One of the best ways to make rules when you may end up making several is to begin with questions. How do you define a relationship? What is sex to you? What level of commitment would you prefer, and how does someone show their commitment to you? What do you need your partner(s) to be honest with you about, and to what extent would you like them to be honest? Why do you want to be in an (another) open relationship? What are some of the things that you want to keep from prior relationship experiences, versus some of the things you’d like to change completely or do more or less of?
Draft your rules
Begin to write down your own set of rules based on the answers to the questions.
Go to the bookstore and look at a book on relationships. They often have lists of statements for you to consider as you reflect on what you would like your relationship to be like.
Consider things you rarely do in ordinary relationships, such as rules regarding frequency, duration, geography, logistics. Some of this may be in reference to sex, and some of it may not be. For example, how often do I want to see the other person or people, how long do I want to spend doing particular things with each person, where do I want to see him/her, and who will be responsible for keeping a schedule?
How do you want to deal with things when issues present themselves? How fluid do you want the rules to be?
Since this is a new relationship [with at least one partner], would you like to test it by making more abstract, less-specific guidelines? Or, do you do better with clear, example-based rules?
When something happens that there is no rule for, what are parties expected to do?
What is the best way to communicate, and how quickly should people do so?
Share your rules with your partner(s)
Be open to discussion about what is critical to your partner, but not vital to you. Know in advance that your partner(s) may have a different mental set in his/her approach rule-writing.
Remember that rules are designed to reduce anxiety and increase your presence in the moment. Take your time and allow yourselves to consider what may make you uncomfortable. Decide if there are people who are off-limits, in terms of who you can both involve (neighbors, coworkers, people who have similar tastes to each other). Think about areas; how you will feel if you are in your neighborhood and you see your partner with a different person, do both of you travel frequently, and is there a chance that you might bump into one another with another person in an airport.

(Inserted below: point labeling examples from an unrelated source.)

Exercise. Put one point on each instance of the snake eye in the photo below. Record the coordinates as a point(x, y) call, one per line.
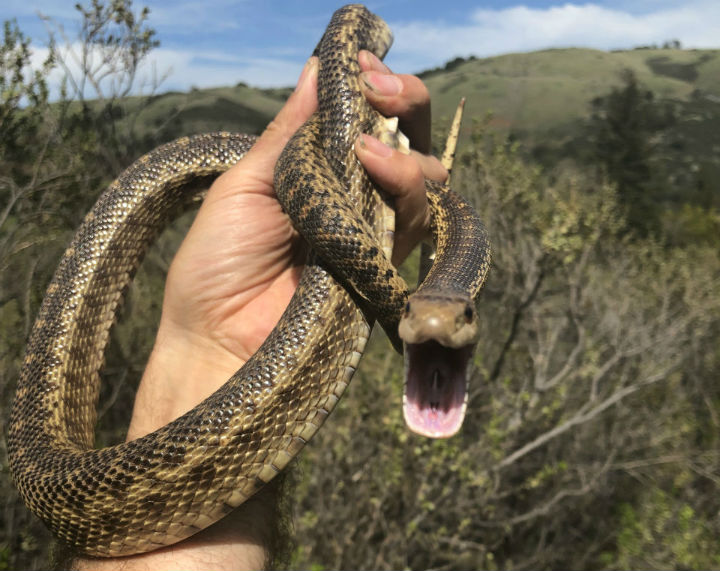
point(468, 313)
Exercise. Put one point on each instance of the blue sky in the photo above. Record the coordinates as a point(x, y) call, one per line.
point(265, 43)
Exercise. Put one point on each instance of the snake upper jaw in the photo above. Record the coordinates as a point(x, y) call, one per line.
point(439, 335)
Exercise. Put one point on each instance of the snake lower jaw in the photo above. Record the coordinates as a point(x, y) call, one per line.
point(435, 394)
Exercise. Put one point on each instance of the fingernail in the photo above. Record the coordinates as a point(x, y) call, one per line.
point(381, 83)
point(309, 65)
point(376, 147)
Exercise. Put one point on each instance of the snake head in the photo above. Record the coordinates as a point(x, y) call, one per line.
point(439, 334)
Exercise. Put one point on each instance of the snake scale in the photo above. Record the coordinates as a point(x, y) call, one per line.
point(156, 490)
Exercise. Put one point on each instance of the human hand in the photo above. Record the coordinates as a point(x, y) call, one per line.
point(234, 275)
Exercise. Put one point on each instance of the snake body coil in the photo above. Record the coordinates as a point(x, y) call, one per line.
point(157, 490)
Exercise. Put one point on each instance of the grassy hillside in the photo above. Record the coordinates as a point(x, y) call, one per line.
point(551, 88)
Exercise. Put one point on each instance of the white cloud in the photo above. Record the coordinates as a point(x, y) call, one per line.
point(424, 44)
point(420, 45)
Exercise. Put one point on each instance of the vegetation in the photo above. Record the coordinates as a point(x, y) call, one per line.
point(591, 439)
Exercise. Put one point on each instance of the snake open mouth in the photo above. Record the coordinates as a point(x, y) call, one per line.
point(435, 388)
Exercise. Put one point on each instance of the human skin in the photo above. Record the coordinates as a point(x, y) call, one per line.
point(234, 275)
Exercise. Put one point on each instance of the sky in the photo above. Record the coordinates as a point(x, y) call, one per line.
point(264, 43)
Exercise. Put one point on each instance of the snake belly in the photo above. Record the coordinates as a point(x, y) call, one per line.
point(159, 489)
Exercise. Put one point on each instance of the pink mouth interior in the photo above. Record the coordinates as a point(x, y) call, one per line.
point(435, 387)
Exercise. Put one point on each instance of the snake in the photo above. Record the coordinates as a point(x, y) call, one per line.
point(156, 490)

Consider writing the final copy of rules that are sensitive in such a way that you are able to tell which addresses an issue that is important to you versus your primary partner. For example, “Because it bothers me when you come in too late at night, but I also hate to sleep without you too frequently, I would like it if you limited your sleepovers with a secondary partner to three times per week.” That way, when discussing issues (even with a tertiary partner) you can identify who had the difficult feelings, to begin with.